Lola trabaja todos los días en el club con la fuerza de su pasión y amor por la natación, y el incesante trabajo de su entrenador Jorge García. Pero lo que se ve diariamente junto a sus compañeros es una humildad que enaltece su grandeza. Felicitaciones Lola. Felicitaciones entrenador. Felicitaciones profes y equipo de natación de todas las categorías. Lola es un gran resultado de un deporte que siempre aporta sonrisas y buena competencia al Club Cipolletti. 
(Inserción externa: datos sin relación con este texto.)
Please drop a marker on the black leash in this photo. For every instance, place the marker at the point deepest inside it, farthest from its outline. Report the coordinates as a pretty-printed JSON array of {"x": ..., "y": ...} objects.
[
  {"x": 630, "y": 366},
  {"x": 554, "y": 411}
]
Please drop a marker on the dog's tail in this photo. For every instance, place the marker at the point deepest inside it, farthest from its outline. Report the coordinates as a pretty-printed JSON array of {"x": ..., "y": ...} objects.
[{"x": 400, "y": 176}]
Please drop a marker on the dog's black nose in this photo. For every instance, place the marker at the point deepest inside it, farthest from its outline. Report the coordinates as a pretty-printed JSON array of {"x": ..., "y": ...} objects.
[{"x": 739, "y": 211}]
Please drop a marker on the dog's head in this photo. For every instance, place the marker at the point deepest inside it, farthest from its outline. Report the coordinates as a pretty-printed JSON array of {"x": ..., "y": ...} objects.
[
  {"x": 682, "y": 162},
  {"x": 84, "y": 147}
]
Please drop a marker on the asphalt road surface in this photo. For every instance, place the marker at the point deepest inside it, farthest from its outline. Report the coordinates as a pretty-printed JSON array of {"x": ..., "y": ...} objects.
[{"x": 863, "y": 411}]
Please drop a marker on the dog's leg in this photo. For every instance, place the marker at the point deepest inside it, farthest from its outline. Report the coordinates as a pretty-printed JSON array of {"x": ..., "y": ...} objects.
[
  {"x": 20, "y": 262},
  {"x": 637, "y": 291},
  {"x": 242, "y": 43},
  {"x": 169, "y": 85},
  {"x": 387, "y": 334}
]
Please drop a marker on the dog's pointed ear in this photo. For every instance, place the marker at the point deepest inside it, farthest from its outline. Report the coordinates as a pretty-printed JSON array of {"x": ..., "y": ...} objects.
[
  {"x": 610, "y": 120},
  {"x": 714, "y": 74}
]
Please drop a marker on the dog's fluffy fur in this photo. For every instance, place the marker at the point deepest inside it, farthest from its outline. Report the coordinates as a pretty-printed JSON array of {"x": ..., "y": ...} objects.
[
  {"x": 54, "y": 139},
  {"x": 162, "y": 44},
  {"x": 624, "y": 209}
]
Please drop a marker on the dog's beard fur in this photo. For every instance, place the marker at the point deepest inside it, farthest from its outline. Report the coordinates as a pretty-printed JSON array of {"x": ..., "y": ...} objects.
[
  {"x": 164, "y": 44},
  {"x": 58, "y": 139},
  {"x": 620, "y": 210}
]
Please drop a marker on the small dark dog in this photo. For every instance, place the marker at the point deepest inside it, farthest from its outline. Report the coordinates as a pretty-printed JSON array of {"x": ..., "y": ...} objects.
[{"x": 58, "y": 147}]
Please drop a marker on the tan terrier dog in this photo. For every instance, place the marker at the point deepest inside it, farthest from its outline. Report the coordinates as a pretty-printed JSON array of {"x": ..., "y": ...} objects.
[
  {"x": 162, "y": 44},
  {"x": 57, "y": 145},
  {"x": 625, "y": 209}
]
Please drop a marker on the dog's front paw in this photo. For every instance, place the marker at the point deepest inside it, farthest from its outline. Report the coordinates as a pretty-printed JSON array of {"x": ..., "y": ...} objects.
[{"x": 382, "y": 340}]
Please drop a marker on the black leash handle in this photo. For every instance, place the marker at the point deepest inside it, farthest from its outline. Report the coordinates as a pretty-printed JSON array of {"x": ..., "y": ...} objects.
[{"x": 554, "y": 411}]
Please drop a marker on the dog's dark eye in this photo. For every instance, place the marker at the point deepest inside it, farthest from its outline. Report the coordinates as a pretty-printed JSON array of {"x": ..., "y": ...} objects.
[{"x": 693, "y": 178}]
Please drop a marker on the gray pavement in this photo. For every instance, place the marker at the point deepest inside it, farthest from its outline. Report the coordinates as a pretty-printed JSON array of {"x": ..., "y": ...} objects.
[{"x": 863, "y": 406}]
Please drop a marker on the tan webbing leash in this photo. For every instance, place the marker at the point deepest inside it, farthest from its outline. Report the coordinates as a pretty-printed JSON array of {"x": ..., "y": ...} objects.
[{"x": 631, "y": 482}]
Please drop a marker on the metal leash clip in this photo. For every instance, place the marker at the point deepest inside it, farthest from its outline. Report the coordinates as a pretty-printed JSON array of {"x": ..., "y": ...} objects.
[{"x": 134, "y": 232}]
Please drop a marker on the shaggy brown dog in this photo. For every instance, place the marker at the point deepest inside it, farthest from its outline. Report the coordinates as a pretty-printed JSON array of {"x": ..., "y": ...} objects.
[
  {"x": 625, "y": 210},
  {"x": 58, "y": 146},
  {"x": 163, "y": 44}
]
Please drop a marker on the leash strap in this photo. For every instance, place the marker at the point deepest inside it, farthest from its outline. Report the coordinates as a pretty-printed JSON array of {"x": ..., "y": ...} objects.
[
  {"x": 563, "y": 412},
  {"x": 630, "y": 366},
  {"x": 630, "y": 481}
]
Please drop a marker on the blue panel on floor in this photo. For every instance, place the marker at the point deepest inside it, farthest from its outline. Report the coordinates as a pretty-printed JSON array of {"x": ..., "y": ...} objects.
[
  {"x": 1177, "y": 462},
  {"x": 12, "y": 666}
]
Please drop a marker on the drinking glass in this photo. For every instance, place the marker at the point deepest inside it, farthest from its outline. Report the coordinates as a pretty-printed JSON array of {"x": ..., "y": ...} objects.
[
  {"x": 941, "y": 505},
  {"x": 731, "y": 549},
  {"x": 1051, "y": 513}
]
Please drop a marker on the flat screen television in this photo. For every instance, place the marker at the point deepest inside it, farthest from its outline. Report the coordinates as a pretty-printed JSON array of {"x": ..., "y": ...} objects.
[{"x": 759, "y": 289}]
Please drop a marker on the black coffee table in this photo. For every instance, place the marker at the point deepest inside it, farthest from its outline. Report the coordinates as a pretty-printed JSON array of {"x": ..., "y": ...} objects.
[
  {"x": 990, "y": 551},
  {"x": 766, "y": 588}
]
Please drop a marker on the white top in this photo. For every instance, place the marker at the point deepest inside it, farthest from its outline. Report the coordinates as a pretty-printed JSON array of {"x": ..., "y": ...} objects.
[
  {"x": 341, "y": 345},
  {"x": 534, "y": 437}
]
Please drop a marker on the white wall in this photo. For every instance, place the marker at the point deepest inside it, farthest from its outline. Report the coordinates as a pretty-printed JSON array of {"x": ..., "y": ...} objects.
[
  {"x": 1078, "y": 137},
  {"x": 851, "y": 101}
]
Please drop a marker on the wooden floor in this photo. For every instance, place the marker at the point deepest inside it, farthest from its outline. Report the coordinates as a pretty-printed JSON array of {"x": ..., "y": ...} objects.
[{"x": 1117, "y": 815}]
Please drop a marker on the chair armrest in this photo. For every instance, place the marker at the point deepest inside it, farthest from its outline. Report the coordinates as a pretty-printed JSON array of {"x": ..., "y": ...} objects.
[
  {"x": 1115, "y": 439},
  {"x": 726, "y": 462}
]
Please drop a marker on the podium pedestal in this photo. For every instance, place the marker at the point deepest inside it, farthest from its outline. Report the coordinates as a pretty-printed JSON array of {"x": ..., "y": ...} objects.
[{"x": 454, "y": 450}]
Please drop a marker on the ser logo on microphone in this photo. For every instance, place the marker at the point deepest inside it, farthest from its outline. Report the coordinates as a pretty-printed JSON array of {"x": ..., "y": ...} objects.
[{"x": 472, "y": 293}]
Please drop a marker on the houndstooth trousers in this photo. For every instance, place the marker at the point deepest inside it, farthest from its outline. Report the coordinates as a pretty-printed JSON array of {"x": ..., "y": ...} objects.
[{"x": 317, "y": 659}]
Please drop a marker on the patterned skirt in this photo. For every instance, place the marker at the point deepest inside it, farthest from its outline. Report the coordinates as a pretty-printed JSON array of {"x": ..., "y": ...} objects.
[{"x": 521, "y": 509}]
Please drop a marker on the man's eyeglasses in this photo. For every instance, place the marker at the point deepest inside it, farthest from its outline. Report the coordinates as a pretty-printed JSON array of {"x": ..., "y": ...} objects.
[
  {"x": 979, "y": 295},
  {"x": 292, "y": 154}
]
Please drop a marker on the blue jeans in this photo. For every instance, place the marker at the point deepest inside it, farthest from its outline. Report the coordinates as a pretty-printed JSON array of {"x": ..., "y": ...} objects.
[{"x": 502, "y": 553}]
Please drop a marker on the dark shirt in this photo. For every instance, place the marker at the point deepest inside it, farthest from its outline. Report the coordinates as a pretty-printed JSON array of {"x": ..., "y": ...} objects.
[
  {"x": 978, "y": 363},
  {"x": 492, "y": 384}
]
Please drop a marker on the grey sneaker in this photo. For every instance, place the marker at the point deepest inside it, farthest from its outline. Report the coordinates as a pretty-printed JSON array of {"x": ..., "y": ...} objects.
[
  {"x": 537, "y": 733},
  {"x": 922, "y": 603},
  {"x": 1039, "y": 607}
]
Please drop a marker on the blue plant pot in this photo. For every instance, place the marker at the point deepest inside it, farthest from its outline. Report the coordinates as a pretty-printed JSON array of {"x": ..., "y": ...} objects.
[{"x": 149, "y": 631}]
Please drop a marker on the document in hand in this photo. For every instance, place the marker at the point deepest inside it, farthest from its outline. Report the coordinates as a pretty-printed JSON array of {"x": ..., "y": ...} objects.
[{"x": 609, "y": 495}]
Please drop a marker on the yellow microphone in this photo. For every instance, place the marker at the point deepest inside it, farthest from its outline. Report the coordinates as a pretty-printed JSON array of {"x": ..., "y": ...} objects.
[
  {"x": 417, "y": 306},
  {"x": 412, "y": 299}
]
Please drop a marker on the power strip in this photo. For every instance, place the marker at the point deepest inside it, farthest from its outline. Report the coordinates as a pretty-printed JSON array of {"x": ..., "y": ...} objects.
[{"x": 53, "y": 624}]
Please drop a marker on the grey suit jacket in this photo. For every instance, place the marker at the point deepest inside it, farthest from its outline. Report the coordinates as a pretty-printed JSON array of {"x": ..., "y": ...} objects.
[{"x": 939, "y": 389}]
jueves, 13 de noviembre de 2014

Cipo en el espejo naranja


Fernando Fernández enmudeció a La Visera el 7 de
septiembre y torció la historia. Nada sería igual en la
campaña de Cipolletti. Foto Cipo Pasión.
Siempre viene bien someterse a la positiva presión de tener un clásico rival en la misma categoría. Tal vez por eso Cipolletti se inventó clásicos durante dos décadas, con Deportivo Roca casi todos los años en una categoría inferior.
Por primera vez en la historia Cipo quedó debajo de sus primos naranjas. Por pocos puntos, las campañas fueron muy parecidas, pero el factor presupuesto enaltece el trabajo roquense muy por encima de la producción albinegra.
Las invitaciones masivas a los patagónicos del Argentino B reencontró a los dos clubes mas grandes de Río Negro. La última temporada compartida se había dado deportivamente con el descenso de Cipolletti. En aquel Argentino B el Depo tuvo un presupuesto mayor al de Cipo, que presentó la base del equipo tetracampeón de la Liga Confluencia y algunos refuerzos zonales. El resultado del equipo de Perilli fue perfecto. Ascendió inmediatamente con una notable producción futbolistica, y en el mano a mano ganó fácil los dos clásicos en La Visera, y ganó y empató en el Maiolino.